The 1987 report by Stamey et al1 showing that prostate-specific antigen (PSA) levels correlate with prostate cancer volume ushered in the modern age of prostate cancer management. Four years later, Catalona et al2 published results from a large case series analysis showing that men undergoing biopsy as the result of an elevated serum PSA level frequently harbor prostate cancer. Shortly thereafter, screening for prostate cancer with serum PSA level became the standard of care in North America, and the incidence of prostate cancer tripled.3 Equally important, clinicians during this era considered all cancers identified by PSA testing to be clinically significant; as a consequence, most of the men who received a diagnosis of prostate cancer underwent treatment with surgery or radiation. Unfortunately, many of these men experienced incontinence, impotence, or bowel dysfunction as a result.
Many European countries, especially the United Kingdom, were much more hesitant to adopt PSA screening. Urologists in Scandinavian countries recognized that men with well-differentiated prostate cancer often lived many years with their disease without symptoms. They organized the Scandinavian Prostate Cancer Group 4 trial and the Goteborg Randomized Screening Trial to determine the relative efficacy of screening and treatment.4 During the 1990s, the Goteborg screening trial joined with several other European screening trials to form the European Randomised Study of Screening for Prostate Cancer,5 which evaluated whether PSA testing could decrease prostate cancer–associated mortality.

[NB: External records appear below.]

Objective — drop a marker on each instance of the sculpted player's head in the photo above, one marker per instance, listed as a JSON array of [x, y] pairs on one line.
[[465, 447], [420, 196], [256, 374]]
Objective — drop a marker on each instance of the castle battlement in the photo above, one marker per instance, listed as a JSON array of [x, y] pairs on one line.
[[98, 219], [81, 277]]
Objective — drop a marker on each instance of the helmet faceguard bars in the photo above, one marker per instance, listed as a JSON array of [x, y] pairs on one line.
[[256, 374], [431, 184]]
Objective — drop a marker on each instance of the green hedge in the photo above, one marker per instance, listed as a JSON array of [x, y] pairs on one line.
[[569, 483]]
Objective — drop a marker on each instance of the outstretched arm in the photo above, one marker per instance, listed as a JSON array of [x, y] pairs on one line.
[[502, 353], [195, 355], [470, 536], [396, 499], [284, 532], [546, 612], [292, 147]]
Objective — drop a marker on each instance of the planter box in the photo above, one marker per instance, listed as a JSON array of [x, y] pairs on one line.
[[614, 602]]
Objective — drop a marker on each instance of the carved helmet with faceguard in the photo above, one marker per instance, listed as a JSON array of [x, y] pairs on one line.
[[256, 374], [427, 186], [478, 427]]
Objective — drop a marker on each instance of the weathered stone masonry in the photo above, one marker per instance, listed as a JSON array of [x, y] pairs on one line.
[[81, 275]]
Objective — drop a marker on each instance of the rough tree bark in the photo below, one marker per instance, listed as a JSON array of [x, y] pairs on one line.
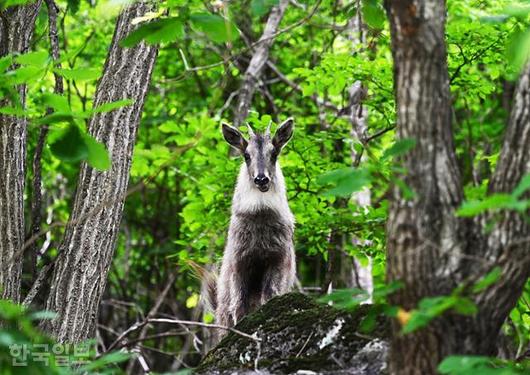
[[429, 249], [16, 29], [258, 61], [85, 255]]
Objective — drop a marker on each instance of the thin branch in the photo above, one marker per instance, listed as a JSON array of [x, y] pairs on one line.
[[139, 325]]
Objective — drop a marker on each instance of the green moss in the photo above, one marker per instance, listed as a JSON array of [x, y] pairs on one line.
[[292, 328]]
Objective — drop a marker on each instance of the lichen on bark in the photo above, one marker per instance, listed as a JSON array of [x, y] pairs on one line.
[[298, 333]]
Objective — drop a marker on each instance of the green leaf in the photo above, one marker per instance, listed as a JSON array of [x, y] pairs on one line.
[[518, 50], [216, 28], [4, 4], [107, 107], [417, 320], [71, 146], [476, 365], [12, 111], [489, 279], [98, 157], [59, 103], [345, 181], [399, 148], [79, 74], [5, 62], [373, 13], [73, 5], [163, 30], [262, 7]]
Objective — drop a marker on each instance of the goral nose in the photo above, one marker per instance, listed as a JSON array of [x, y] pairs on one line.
[[261, 180]]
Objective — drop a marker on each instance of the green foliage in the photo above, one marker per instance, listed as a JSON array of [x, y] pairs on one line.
[[183, 178], [345, 181], [499, 201], [261, 7], [373, 13], [217, 28]]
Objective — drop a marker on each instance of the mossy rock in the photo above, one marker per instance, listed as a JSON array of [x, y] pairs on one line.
[[300, 335]]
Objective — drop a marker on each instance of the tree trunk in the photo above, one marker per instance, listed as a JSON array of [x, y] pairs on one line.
[[85, 254], [429, 249], [16, 29], [258, 61]]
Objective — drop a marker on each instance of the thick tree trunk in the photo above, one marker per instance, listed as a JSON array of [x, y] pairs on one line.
[[16, 29], [85, 256], [258, 61], [428, 248]]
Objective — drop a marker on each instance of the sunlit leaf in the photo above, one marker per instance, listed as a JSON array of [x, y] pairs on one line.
[[216, 28], [373, 13], [522, 186], [261, 7], [71, 146], [345, 181], [518, 50], [57, 102]]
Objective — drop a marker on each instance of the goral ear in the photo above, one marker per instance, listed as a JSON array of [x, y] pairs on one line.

Shortly thereafter, 3 clinician researchers in the United Kingdom organized an even more ambitious study, the Prostate Testing for Cancer and Treatment trial,6 which explored the combined impact of PSA screening and treatment on prostate cancer–associated mortality.
Central to the proliferation of PSA screening in North America and Europe was the development of 2 important tools: the transrectal ultrasonography probe and the spring-loaded biopsy needle. These 2 advances help facilitate the performance of transrectal ultrasonography and prostate biopsy in the office setting. A sextant biopsy technique evolved over the next 2 decades to a 10- to 12-core standard transrectal biopsy template.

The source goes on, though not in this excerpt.